しかし,このチャンドラは,IBMのThinkPadシリーズの一台として,発売されずに終わった。それには,さまざまな企業戦略が絡んでいるようだ。当時,IBMのコンパクト・ノートでは,B5サイズのThinkPad 535シリーズが好調で,チャンドラを投入すればシェアを喰い合うことが予想された,という説がある。

ところが,このPCがこのまま埋もれてしまうことは,一方で開発チームやライオス・システムの当事者にとっては惜しみて余りあることだった。他方,ライオス・システムが既に伝説を作った複数のPCの設計を手がけた事は一部によく知られていた。そこで,開発者側はOEM供給による販売の道を模索し,他方,ファンにはこのことがいち早く漏れ伝えられることとなった。

まず,IBMではなく,日本オフィス・システムという会社が,97年1月にNP−10Nの名で販売をした。それも限定300台という少数の販売である。しかし,発売後約50時間で,この300台は,完売という事態が起きたのだ。

伝説が伝説を呼び,NP−10Nは,一層の注目を集め,そして「チャンドラ」の名で次第に知られるようになっていったのである。

NP−10Nは,CPUにPentium100MHzを搭載,重さ1.24kgという軽量なパソコンであった。液晶には8.4インチTFTカラー液晶ディスプレイを採用,HDDは500MBであった。PCカードスロットがTypeII換算で3つもあることや,赤外線通信IrDA/ASK 及び,Card Bus/ZV−Portをサポートしている点,多くのシリアルやパラレル等コネクタを標準装備し,稼動中でも充電と電池の交換が可能な汎用バッテリーを採用した点,メモリは標準8MBから最大40MBまでの増設が可能とされた点など魅力的な部分が多かった。チャンドラは絶大な人気を呼び,日本オフィス・システムの他にも,鈴木製作所やフロンティア神代,日立製作所,エプソン販売など各社が販売を行って,次第にスペックアップしながら,NP30までが発売された。

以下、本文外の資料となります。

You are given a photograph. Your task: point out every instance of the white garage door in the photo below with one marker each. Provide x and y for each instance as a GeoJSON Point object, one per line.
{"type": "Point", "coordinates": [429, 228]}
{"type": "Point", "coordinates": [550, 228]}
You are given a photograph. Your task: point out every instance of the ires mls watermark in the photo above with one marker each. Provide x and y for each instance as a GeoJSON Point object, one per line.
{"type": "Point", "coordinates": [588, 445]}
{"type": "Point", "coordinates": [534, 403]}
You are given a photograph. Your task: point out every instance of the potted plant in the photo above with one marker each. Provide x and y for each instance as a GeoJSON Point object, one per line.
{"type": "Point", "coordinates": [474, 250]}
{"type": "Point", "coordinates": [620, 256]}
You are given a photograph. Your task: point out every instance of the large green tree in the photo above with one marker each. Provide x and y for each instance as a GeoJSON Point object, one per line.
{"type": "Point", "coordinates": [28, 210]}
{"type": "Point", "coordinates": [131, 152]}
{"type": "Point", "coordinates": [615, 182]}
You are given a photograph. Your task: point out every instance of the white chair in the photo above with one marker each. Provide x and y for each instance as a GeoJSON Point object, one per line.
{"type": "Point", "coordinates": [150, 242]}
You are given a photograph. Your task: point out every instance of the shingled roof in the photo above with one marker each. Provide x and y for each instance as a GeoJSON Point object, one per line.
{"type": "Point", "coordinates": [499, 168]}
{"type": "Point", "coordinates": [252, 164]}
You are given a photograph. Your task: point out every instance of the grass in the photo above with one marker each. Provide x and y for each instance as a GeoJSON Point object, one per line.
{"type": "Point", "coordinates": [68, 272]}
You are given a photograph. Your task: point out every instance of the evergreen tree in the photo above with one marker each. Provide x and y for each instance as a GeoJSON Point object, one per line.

ライオス・システムは,このチャンドラの基本的な開発コンセプトと機能をそのままに,「クラヴィウス」の名で,後継機の開発に着手した。そして生まれたのがモデルNP40Jから70Jまでの,現行機種,通称「チャンドラ2」である。初代チャンドラの機能や軽量な筐体をほぼそのまま踏襲し,液晶には一回り大きな9.2インチSVGAパネルを採用,CPUにはMMX Pentium 166,233,266MHz&2次キャッシュ512KB搭載と,大幅に性能を向上させたほか,従来問題視されていた,脆弱な筐体についても,繊維を織り込んで強化を図るなど,改善が試みられた。

これまで,チャンドラをThinkPadブランドで売ることをしなかったIBMは,チャンドラ2の登場によって,にわかに方針を改めたようだ。そして,ThinkPad 535のスペックアップを打ち切り,これに代わるものとして,機種名をThinkpad 235 と定め,満を持して発売したのである。

この名称を見てもスペックを見ても分かるように,235は,直接には535に替わるサブノート・パソコン,という位置づけであるが,系列の上からは,かつての220と230Csとくに前者の延長上に置かれるものである。そして,235は,かつての220,230Csユーザー,チャンドラ・ファンの人々,それに新たにサブノート或いはモバイルPCと呼ばれる小型PCの購入を考えるようになった人々の支持を得て,今日を迎えている。

パソコンとしてこのような紆余曲折の「物語」を持つ機種,或いは,これほど多くの会社から同時に供給されている機種を僕は知らない。これが,今後どのような発展を遂げて行くのかは全く未知数であるし,或いはこれで打ち止めになるのかも知れないが,11月にリコーが発表したチャンドラは,従来のチャンドラ2の筐体を厚くし,そこにファンを取り付けた。また,USBポートを1つから2つに増やし,IEEE-1394のサポートを予定しているという。これが一つの方向性を示しているのであろう。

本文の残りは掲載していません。